Jasmine Cain is a musician I have spoken to a few times, a few years ago. Jasmine told me the story of Highway prophet. It was someone they were on road with, meaning motorcycles, and they had sage words for Jasmine that trip. Possibly more, though we will never know.
Lessons you can never learn
Bridges that you should have burned
Badge of honor you have earned
That no one’s ever seen
Count the patches one by one
Knowing that they’ll come undone
Rain will make the colors run
But while you watch them bleed
The lines go by as the tears you cry
Leave them lying in the shadows
Everyday I learn something. As a Táltos I understand how much there is to learn, and no one will ever know everything. They might know some stuff, however think about the word “everything” for a moment. You learn stuff daily, we all do, maybe not all of us.
We have all survived up to this point. What you have survived is the badge of honor you have earned that no one ever sees and very few even know about, if anyone.
I think about the patches I have worn, I’m a veteran. Those patches meant something to me. It is a time in my life I relive over and over again. Not so much relive, as I tell stories about those days. We have stories and that is where we share understanding.
Understanding is achieved is the stories we lived. As we share similar stories, we show we have much in the way of understanding.
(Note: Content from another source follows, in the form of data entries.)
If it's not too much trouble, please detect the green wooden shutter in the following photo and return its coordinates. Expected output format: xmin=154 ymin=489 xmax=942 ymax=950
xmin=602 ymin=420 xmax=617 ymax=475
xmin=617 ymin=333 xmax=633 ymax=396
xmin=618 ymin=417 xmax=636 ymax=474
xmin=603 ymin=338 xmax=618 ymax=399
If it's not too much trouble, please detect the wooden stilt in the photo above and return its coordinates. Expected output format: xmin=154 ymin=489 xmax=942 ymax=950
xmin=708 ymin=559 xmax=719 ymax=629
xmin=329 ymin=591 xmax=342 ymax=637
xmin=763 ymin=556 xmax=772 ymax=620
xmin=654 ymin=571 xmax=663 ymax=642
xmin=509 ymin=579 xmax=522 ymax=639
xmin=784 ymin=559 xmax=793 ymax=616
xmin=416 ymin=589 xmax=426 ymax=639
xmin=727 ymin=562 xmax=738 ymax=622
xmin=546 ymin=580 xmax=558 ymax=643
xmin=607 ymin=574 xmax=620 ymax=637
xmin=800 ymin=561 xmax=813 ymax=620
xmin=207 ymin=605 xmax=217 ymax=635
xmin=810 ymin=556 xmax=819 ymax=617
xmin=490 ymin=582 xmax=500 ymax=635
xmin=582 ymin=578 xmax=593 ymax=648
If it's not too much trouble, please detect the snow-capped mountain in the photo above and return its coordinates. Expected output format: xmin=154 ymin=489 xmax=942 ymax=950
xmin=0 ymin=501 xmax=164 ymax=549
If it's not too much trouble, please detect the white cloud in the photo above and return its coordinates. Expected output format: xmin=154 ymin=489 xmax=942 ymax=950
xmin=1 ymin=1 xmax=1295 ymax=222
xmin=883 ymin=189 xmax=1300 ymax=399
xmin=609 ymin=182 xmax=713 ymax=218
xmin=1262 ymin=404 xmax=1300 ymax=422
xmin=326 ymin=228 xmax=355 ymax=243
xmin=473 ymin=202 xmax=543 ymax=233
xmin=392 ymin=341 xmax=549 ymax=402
That understanding could be what it’s like to feel the joy of riding a bike during the sunset, feeling free. However if you have never felt that, you don’t understand how that feels. I could try to explain it, however I would fail. It feels like freedom and if you have never felt like that before, no one can help you. You can make a choice to do something that makes you feel free.
There are tears as well, and I’m grateful for every tear I ever cried. I’m an Empath and there are many of us around the world. We cry tears that do not belong to us, those are the sweetest tears I ever cry. Unless you’re an Empath, you will never understand.
Chorus: So live like you’ll be forgiven
Breathe like you’ll never die
And ride like the road is ending
Keep the chains around the lie
‘Til the truth unlocks it…
Like a Highway Prophet
I can’t be forgiven.
You don’t know what I’ve done.
I have heard so much of this stuff, it makes me want to say “I have hear it all.” However there is stuff I have not heard.
The point is, you have to be able to forgive yourself of whatever it is. Now if you have to forgive yourself for the same shit an a regular basis, you might have an issue. You might want to talk to someone about that issue.
I work for free.
I picked my death and I live accordingly. I’m not going into that right now, however I have a peace that can’t be beat. That lets me breathe like I’ll never die.
The road never ends, we just hit points of interest. For me it’s the same as never let the destination come to mind and just enjoy the journey.
Whatever lie/s you are holding, they will come out. Typically someone like me will bust you wide open. It’s much better to be honest in all things.
There is no lie that will not come and bite you in the ass at some point.
Start where the journey ends
Find wisdom in the wind
But still ride faster than
Your guardian can fly
Fight for the inner child
Innocence turns to wild
With every distant mile
You’re bound to say goodbye
And you love and you hate
And its tempting fate
And your heart breaks as you turn the pages
Loops, we do loops throughout life. We do the same things, but the time changes. It’s never a full circle though you may have come back to where you started, you came at a different time. You have changed, everyone else has changed, and even that place has changed.
I moved to Carson City after I spent time here in my childhood, nothing is the same. If you take a moment to think, you’ll see it too.
You find wisdom in experience. Knowledge is good and all, but how much knowledge is false?
Wisdom knows.
I lived my life at break neck speeds. I don’t want to know how many times my guardian angel had to save my ass. No one’s that good and I am living proof.
It’s amazing how we turn from innocence to turning into the wild child. Then something happens, not for all of us, we grow the fuck up.
For me that was when I admitted I had a drinking problem.
I’m an alcoholic.
I’ve been sober for 16 years though I do have an occasional alcoholic beverage. The last one was several years ago and it was coffee with a shot of Irish cream. I spent the next few hours talking myself out of having another one, and that I could do this once a week, and… I’m an alcoholic.
The tears my drinking caused was when I was younger, I thought I couldn’t be forgiven for something I had done. Had I quit drinking then… a lot pain would have been avoided and the heartache would have never happened.
However it did happen, and I did do dome shit, I have had 4 wives, I have done some shit.
However I have changed and no one should ever be held accountable for the changes they have made.
Each and everyone of us can be forgiven, however just don’t make it a habit.